Early this summer Khader al-Douri, former president of Baghdad University, returned home one afternoon in his large Japanese-made saloon car. A gang of car thieves which specialised in expensive vehicles was waiting for him, and shot him dead.

Douri's killers were caught and their trial shown on television, but car theft is so common in Iraq that the police rarely bother to follow up. The United Nations in Baghdad has had four vehicles stolen in the past year, mostly at gunpoint. Many drivers believe the best insurance against losing cars is to hire street gangs to guard them.

Iraq used to have little crime. Punishments were heavy, and during the oil boom it was easy to make money. But the UN embargo on the sale of oil since 1990 means 4 million are now close to starvation, and the rest live from hand to mouth. Even the amputation of the thieves' hands is no deterrent.

Crime is not only violent but highly organised. In June armed men broke into a museum at Assur, the ancient Assyrian capital in northern Iraq. After overpowering three guards they stole 168 objects, including large statues.

"I can do very little to stop them," said Dr Moaid Said, head of the Department of Antiquities in Baghdad.

There are 10,000 archaeological sites in Iraq and Dr Said said he has neither the men nor the vehicles to defend them all. Outside his office Range Rovers sit immobilised on tyres that went flat a long time ago and cannot be replaced. "Thieves killed a guard at the museum in Nassariya in the south," he said. "So I have given orders for our men to shoot back in future."

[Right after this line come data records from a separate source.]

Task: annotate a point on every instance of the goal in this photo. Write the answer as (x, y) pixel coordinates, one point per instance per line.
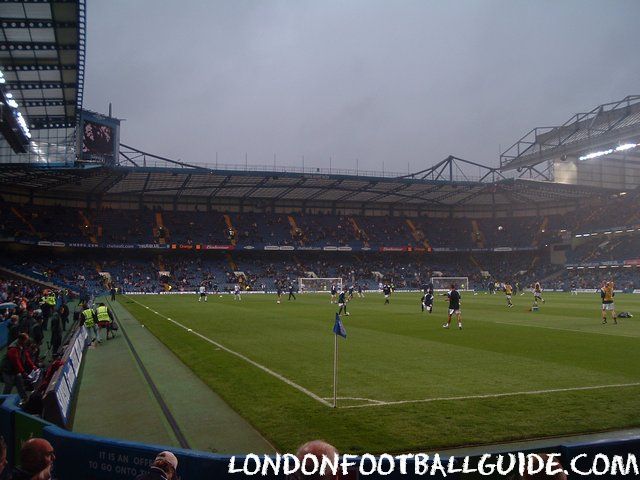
(314, 284)
(444, 283)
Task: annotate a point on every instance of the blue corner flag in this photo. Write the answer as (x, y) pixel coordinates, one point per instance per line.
(338, 328)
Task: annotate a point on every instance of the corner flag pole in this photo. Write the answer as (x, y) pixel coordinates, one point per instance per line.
(335, 372)
(338, 329)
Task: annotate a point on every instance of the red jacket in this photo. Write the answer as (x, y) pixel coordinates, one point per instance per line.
(18, 356)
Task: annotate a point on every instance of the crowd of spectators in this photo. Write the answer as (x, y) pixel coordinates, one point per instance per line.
(264, 270)
(149, 226)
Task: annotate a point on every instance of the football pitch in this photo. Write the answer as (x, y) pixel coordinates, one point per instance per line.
(405, 383)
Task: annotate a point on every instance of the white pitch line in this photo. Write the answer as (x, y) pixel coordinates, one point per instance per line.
(497, 395)
(246, 359)
(355, 398)
(563, 329)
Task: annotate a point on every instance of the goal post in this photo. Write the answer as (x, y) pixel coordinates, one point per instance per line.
(444, 283)
(314, 284)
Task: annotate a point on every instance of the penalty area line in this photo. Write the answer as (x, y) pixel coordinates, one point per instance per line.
(241, 356)
(497, 395)
(563, 329)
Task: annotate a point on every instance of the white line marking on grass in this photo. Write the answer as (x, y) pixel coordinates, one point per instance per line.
(370, 400)
(498, 395)
(246, 359)
(564, 329)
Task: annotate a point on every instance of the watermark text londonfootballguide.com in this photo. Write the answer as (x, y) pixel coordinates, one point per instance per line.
(421, 464)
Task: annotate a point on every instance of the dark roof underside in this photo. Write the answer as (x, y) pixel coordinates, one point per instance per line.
(42, 56)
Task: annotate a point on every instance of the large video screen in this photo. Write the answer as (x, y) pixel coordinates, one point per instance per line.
(98, 138)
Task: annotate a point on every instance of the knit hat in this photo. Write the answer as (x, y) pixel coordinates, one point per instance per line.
(168, 457)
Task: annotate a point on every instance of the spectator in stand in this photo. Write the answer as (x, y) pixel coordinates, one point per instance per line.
(3, 455)
(56, 331)
(16, 365)
(14, 328)
(63, 311)
(164, 467)
(36, 460)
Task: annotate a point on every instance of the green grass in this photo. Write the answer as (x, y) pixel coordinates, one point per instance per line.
(394, 353)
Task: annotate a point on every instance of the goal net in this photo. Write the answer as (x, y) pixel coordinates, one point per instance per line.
(444, 283)
(318, 284)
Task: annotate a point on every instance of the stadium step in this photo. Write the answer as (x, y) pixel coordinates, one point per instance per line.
(231, 262)
(162, 239)
(418, 235)
(17, 213)
(296, 232)
(10, 272)
(229, 223)
(538, 236)
(87, 231)
(359, 233)
(478, 236)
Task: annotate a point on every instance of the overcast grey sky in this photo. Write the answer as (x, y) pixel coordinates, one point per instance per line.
(402, 82)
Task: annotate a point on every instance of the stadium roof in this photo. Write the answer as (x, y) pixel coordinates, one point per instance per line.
(604, 126)
(42, 59)
(203, 186)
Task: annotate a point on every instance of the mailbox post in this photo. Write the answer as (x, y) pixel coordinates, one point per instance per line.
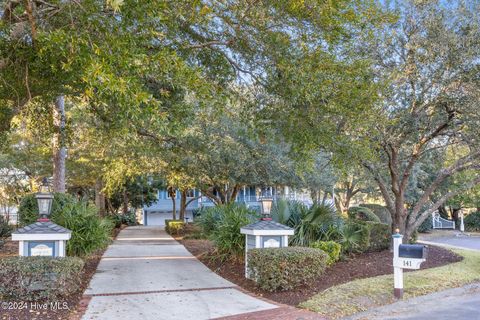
(405, 256)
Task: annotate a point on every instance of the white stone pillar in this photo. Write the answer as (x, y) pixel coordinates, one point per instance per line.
(397, 272)
(462, 226)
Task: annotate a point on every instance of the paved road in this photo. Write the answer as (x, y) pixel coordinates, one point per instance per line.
(458, 304)
(145, 274)
(452, 239)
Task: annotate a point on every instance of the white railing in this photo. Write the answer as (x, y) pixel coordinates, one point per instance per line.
(441, 223)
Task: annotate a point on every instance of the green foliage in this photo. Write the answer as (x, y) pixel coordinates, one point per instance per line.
(354, 237)
(226, 234)
(285, 268)
(90, 232)
(362, 214)
(331, 248)
(208, 217)
(319, 222)
(426, 226)
(379, 235)
(28, 209)
(39, 278)
(380, 211)
(174, 227)
(129, 219)
(5, 228)
(472, 222)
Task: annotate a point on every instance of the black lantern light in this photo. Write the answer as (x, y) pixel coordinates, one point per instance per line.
(266, 207)
(44, 200)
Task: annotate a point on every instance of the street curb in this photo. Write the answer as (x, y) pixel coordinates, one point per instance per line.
(446, 245)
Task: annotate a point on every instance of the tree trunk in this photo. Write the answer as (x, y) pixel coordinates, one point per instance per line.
(59, 149)
(183, 204)
(125, 202)
(99, 197)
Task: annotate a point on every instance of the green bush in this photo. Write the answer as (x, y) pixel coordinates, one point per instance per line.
(354, 237)
(174, 227)
(207, 218)
(5, 228)
(39, 278)
(362, 214)
(285, 268)
(379, 236)
(472, 222)
(129, 219)
(319, 222)
(226, 234)
(426, 225)
(90, 232)
(331, 248)
(380, 211)
(28, 209)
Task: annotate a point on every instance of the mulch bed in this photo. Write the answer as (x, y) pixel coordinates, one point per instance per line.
(359, 266)
(32, 311)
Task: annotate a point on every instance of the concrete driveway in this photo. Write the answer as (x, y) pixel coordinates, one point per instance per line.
(146, 274)
(452, 239)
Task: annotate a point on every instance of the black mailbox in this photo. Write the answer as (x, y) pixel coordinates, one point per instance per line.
(415, 251)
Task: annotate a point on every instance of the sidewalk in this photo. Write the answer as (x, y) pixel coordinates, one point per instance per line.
(459, 304)
(145, 274)
(452, 239)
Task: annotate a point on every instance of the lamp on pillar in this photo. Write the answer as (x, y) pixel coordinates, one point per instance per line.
(266, 203)
(44, 200)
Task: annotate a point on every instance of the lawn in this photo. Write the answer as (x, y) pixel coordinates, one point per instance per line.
(362, 294)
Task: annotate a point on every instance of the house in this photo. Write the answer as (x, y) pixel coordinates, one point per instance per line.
(155, 214)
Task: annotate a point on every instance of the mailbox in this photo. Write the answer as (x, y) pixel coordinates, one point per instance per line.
(413, 251)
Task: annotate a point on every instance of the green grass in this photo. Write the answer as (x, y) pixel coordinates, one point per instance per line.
(363, 294)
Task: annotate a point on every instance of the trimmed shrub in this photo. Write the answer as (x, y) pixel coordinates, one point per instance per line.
(354, 237)
(39, 278)
(380, 211)
(28, 209)
(207, 218)
(362, 214)
(379, 236)
(472, 222)
(90, 232)
(426, 225)
(285, 268)
(226, 234)
(129, 219)
(331, 248)
(5, 228)
(174, 227)
(319, 222)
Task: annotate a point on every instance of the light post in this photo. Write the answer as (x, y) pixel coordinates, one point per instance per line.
(44, 200)
(266, 203)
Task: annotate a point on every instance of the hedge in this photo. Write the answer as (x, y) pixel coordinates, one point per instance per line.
(39, 278)
(90, 232)
(380, 211)
(174, 227)
(285, 268)
(379, 236)
(331, 248)
(363, 214)
(472, 222)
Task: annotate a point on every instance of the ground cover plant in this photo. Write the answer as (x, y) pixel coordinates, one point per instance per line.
(360, 295)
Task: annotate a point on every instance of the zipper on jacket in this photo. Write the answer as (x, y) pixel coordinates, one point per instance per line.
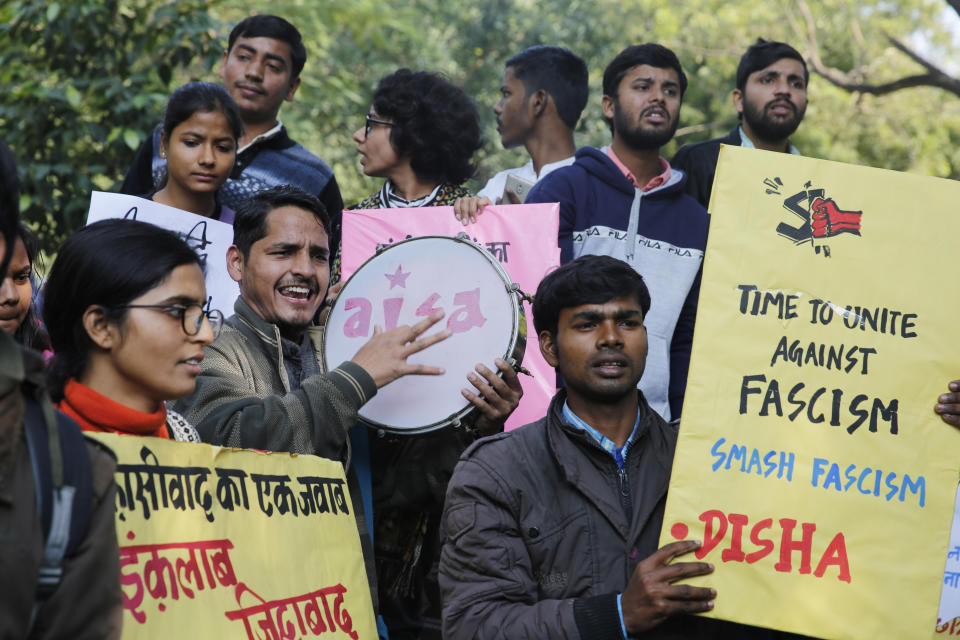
(625, 499)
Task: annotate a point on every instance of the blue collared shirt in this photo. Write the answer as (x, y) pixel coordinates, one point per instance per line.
(619, 454)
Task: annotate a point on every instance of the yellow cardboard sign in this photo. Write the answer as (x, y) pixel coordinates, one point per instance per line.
(810, 461)
(221, 543)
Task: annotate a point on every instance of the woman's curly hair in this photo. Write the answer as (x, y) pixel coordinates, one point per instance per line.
(435, 123)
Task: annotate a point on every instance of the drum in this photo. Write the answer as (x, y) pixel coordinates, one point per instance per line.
(402, 284)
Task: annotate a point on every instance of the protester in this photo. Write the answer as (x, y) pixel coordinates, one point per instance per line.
(125, 309)
(551, 530)
(201, 130)
(626, 201)
(48, 592)
(420, 134)
(261, 70)
(17, 314)
(770, 98)
(543, 93)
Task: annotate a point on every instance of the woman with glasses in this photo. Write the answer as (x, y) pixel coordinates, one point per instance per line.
(420, 134)
(126, 311)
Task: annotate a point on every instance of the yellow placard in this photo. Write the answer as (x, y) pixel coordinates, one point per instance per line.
(222, 543)
(810, 460)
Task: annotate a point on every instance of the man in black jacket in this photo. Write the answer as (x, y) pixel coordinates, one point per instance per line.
(770, 99)
(261, 70)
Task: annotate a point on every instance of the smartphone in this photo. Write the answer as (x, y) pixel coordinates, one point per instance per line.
(518, 185)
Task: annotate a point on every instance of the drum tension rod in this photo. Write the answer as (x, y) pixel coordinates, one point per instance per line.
(513, 287)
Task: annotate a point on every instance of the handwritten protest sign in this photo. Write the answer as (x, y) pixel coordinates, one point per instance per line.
(209, 238)
(948, 619)
(810, 461)
(522, 237)
(217, 543)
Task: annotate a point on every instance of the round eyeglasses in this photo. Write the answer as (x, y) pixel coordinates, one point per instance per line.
(191, 316)
(372, 121)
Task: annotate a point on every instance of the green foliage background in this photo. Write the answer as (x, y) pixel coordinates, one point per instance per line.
(85, 80)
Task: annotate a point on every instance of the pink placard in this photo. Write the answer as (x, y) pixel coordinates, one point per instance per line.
(522, 237)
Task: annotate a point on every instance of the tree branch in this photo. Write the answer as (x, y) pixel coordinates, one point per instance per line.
(853, 80)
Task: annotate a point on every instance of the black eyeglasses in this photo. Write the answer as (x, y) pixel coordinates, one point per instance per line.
(373, 121)
(191, 316)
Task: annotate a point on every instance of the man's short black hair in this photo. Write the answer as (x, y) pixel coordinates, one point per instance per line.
(589, 279)
(559, 72)
(434, 122)
(761, 55)
(250, 222)
(267, 26)
(651, 54)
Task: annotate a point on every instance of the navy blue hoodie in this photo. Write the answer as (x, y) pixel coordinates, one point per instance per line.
(661, 233)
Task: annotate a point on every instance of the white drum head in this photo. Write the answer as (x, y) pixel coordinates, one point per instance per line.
(401, 286)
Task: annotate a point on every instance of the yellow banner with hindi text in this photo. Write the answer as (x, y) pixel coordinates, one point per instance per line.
(221, 543)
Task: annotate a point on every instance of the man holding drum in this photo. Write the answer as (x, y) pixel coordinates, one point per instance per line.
(262, 385)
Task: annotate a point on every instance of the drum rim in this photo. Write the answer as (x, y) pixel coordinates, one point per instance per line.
(454, 419)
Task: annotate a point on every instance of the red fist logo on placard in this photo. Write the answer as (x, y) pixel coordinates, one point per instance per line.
(827, 220)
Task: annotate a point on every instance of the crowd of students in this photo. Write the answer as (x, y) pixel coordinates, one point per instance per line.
(126, 328)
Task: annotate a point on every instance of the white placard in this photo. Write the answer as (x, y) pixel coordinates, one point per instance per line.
(209, 238)
(948, 618)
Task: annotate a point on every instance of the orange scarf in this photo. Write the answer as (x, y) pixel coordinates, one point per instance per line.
(96, 412)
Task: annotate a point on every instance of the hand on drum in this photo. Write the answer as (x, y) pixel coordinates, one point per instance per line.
(385, 355)
(497, 398)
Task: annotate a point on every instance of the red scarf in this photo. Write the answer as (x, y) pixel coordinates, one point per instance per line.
(96, 412)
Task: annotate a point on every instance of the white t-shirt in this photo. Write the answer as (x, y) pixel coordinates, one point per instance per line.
(495, 185)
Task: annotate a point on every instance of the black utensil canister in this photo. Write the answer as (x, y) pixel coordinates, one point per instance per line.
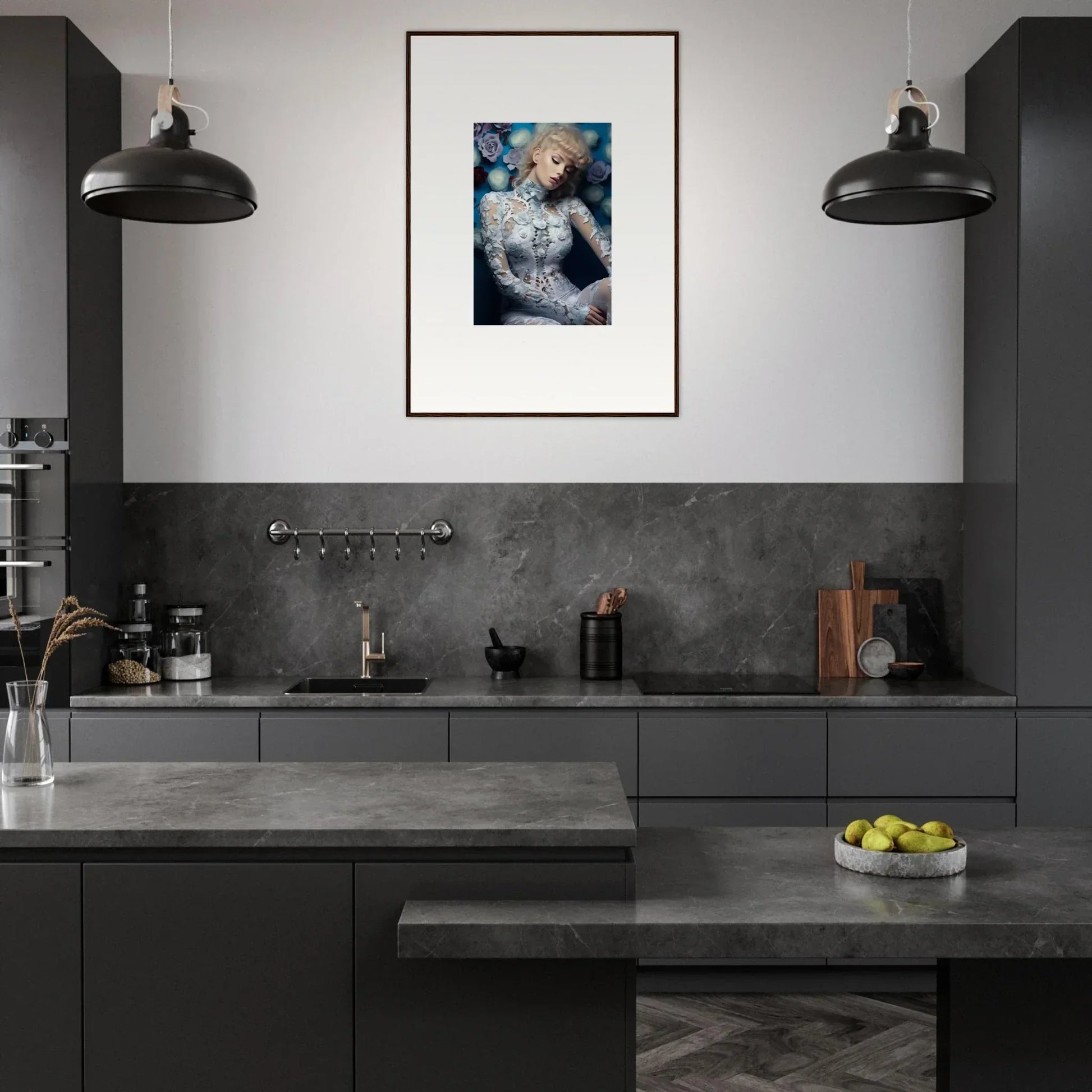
(600, 646)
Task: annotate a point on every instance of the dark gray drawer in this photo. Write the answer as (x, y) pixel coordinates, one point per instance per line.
(548, 736)
(174, 736)
(1055, 780)
(692, 813)
(981, 814)
(700, 753)
(922, 755)
(370, 736)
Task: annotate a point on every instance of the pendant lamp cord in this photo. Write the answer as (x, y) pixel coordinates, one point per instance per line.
(910, 42)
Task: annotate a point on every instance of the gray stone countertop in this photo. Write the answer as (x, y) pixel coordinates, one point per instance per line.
(777, 893)
(319, 805)
(542, 694)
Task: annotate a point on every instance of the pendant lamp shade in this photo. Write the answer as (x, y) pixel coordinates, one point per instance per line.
(909, 182)
(169, 182)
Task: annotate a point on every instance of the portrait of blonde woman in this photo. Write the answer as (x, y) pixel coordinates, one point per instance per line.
(533, 214)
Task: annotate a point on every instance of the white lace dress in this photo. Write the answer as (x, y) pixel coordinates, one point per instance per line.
(525, 235)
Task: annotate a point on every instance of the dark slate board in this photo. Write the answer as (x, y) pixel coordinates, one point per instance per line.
(925, 621)
(889, 622)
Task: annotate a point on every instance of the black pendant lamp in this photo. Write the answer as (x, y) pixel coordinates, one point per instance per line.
(910, 182)
(168, 181)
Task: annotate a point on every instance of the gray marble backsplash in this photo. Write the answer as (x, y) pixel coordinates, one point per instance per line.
(720, 577)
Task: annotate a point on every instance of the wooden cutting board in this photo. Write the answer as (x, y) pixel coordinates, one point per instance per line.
(846, 622)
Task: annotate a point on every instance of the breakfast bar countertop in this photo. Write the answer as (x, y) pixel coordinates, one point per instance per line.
(544, 692)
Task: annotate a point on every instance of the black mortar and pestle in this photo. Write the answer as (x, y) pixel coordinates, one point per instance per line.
(504, 659)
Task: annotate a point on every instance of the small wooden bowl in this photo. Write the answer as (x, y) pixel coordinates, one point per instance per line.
(906, 669)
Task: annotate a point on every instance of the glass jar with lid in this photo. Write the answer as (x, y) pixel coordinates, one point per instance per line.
(185, 649)
(135, 659)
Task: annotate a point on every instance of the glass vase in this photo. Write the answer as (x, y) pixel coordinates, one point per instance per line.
(27, 755)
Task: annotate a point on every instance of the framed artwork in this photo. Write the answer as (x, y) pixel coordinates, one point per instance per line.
(548, 285)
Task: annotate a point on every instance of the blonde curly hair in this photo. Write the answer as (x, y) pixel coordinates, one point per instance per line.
(567, 139)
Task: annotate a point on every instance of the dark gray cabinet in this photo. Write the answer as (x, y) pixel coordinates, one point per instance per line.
(225, 978)
(40, 1020)
(1028, 591)
(548, 736)
(718, 753)
(911, 755)
(157, 736)
(983, 814)
(1055, 763)
(733, 813)
(367, 736)
(417, 1019)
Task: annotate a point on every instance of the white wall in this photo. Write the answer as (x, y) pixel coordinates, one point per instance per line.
(272, 350)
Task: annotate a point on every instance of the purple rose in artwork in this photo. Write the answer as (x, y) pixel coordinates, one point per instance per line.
(490, 145)
(599, 173)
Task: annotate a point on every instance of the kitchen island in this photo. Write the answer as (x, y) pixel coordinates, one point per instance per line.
(233, 926)
(1013, 933)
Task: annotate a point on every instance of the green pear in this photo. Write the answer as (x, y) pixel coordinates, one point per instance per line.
(938, 828)
(915, 841)
(875, 839)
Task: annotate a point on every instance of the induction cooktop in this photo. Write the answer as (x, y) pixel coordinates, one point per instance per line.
(669, 683)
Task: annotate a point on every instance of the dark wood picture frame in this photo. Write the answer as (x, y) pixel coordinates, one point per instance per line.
(672, 34)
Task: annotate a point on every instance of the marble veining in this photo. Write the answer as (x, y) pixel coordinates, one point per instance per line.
(569, 692)
(319, 805)
(778, 893)
(722, 578)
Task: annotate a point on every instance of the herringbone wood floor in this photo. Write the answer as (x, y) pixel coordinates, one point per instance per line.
(787, 1043)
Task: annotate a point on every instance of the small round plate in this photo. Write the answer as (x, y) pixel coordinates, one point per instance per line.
(874, 657)
(908, 866)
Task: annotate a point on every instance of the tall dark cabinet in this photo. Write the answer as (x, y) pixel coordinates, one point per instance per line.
(1028, 404)
(61, 339)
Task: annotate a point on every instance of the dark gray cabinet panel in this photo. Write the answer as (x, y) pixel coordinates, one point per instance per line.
(40, 1002)
(879, 754)
(713, 753)
(1055, 765)
(181, 736)
(721, 813)
(548, 736)
(969, 815)
(220, 978)
(369, 736)
(34, 227)
(444, 1024)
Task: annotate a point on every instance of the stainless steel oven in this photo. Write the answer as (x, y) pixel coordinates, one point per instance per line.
(34, 538)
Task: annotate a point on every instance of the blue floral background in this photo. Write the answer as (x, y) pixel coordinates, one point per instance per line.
(498, 146)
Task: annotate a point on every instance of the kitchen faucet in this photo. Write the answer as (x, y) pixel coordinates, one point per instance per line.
(367, 657)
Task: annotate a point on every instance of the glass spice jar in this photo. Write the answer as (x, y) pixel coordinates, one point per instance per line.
(135, 659)
(186, 652)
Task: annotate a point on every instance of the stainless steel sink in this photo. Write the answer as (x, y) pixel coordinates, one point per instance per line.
(357, 685)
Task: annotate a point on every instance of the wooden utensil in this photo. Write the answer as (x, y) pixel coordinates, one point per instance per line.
(846, 623)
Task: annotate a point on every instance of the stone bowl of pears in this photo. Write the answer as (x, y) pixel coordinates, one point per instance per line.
(892, 847)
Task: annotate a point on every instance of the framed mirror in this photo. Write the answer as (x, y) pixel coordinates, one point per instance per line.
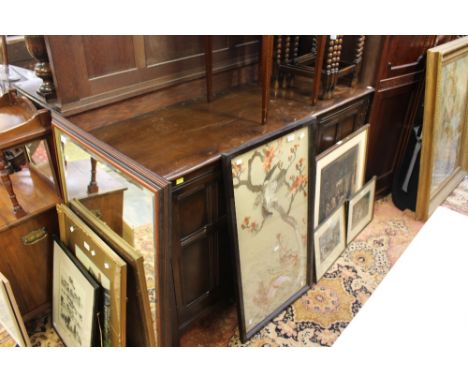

There are no published figures on the crime rate. Abdul Kader al-Janabi, a member of the National Assembly, said: "Crime always increases after any war because of poverty and hunger. Many gangs were punished and the stealing of cars is going down." Mr Janabi said UN sanctions, not the Iraqi government, is to blame for the crime wave.

Few believe the government has got violence under control. An example is the sudden popularity of guard dogs. Every Friday huge mastiffs go on sale in the part of the Shurjah market that used to deal in pets.

Violent crime is only one aspect of the breakdown of society under the impact of sanctions and hyper-inflation. Bribery is pervasive. Government officials are not allowed to resign but are often paid the equivalent of $5 a month. One university professor told how he spent two years trying to resign and only succeeded this summer after bribing hospital doctors "to say I have a serious heart condition". His pension is worth about 50p a month.

Another sign of the disaster facing the educated elite is the book market in the Souq al-Sarrai. Every few yards intellectuals are selling old volumes. A copy of Plutarch's Lives fetches less than 10p. One seller said he is giving up all his books to buy food, with the exception of his favourite, Dostoyevsky. Another said that whatever happened he would never sell the works of James Joyce.